BONNIE PINK:大事なところですよね。生活のパワーバランスというか、フォーカスは確実に変わりますから。私、33歳の時に「A Perfect Sky」で『NHK紅白歌合戦』に出させてもらったんですよ。その前後の2、3年は、「もう楽しい!」という感じだけで、忙しかったけど「この波を乗りこなさなきゃ」という状態で。でも、あの時はそれが落ち着いて、やっと自分の“いち女性としての人生”を考えるようになったから。

――ああ、めちゃくちゃわかる気がします。

BONNIE PINK:でもタイミングは、もちろん人それぞれだし。ちょっとリラックスできた時に、たとえば身体の検査だけ行ってみて、産める身体かどうかを確認しておくとか、男性も検査だけは済ませておくとか。「どうしても今は無理」というタイミングなのであれば、卵を取っておくのもありですよね。でも、「そろそろいいかな?」と思ったら、やっぱり踏ん張り時だと思う。特に、旦那さんが「もうそろそろ」と思っているんだったら。人によるとは思うけど、男性のほうがスイッチが入りづらい気がするんですよね。女性にはタイムリミットがあるから、どちらかと言うと男性のほうがぼんやりしがち。だから、旦那さんが準備できているんだったら、それはラッキーと思って踏み込んじゃったらいいと思う。

出産後、音楽に対する欲求の変化と新たに生まれた視点

BONNIE PINK(撮影=梁瀬玉実)

――BONNIE PINKさんの場合、産後のどのタイミングから「また曲を書きたい」という欲求が出てきたんですか?

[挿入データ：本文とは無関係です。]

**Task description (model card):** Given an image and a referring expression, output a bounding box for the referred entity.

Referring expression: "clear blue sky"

BONNIE PINK:子どもが生まれてからは怒涛の日々で。でも、子どもが徐々に言葉を発するようになったあたりから、グッと楽になって。そこからは楽しめる要素も増えて、本当にパワーをもらうようになりました。「この子のために頑張ろう」という気持ちも湧いてくるし、観察していても楽しいからインスパイアされるし。すべての人間にこういうスタートがあったんだなということを学ぶし、「自分もここを通ってきたんだな」と思うと、親への感謝を100倍くらい感じるようになりました。アルバムの最後に入っている「Infinity」は、娘の登場が私に与えた衝撃みたいなものを書いた歌で。いろいろな概念でガチガチになってしまっている大人のもとに、何のリミッターもかかってない生き物が彗星のようにぴょーんと来たものだから。「これはやっちゃいけない」「これはかっこ悪い」とか、そういうものを取っ払って、これからは娘のフィルターを通して見るくらいの気持ちで挑戦していきたいと思えたんですよね。それまでは、自分や周りの人が癒されるような曲を心がけて書いていた気がするんですけど、そこにプラスして、子どもの未来だったり、自分が亡くなった先の世界を思い描いたりするようにもなりました。子どもができてから生まれた視点ですね。

――私自身もそうなんですけど、モノを作る人って、歳を取ったり親になったりすることで「それまでのような情熱を失ってしまうんじゃないか」とか「これまで作ってきたテーマに興味がなくなってしまうんじゃないか」とか、そういった変化に恐れることがあると思うんです。そういう葛藤はなかったですか?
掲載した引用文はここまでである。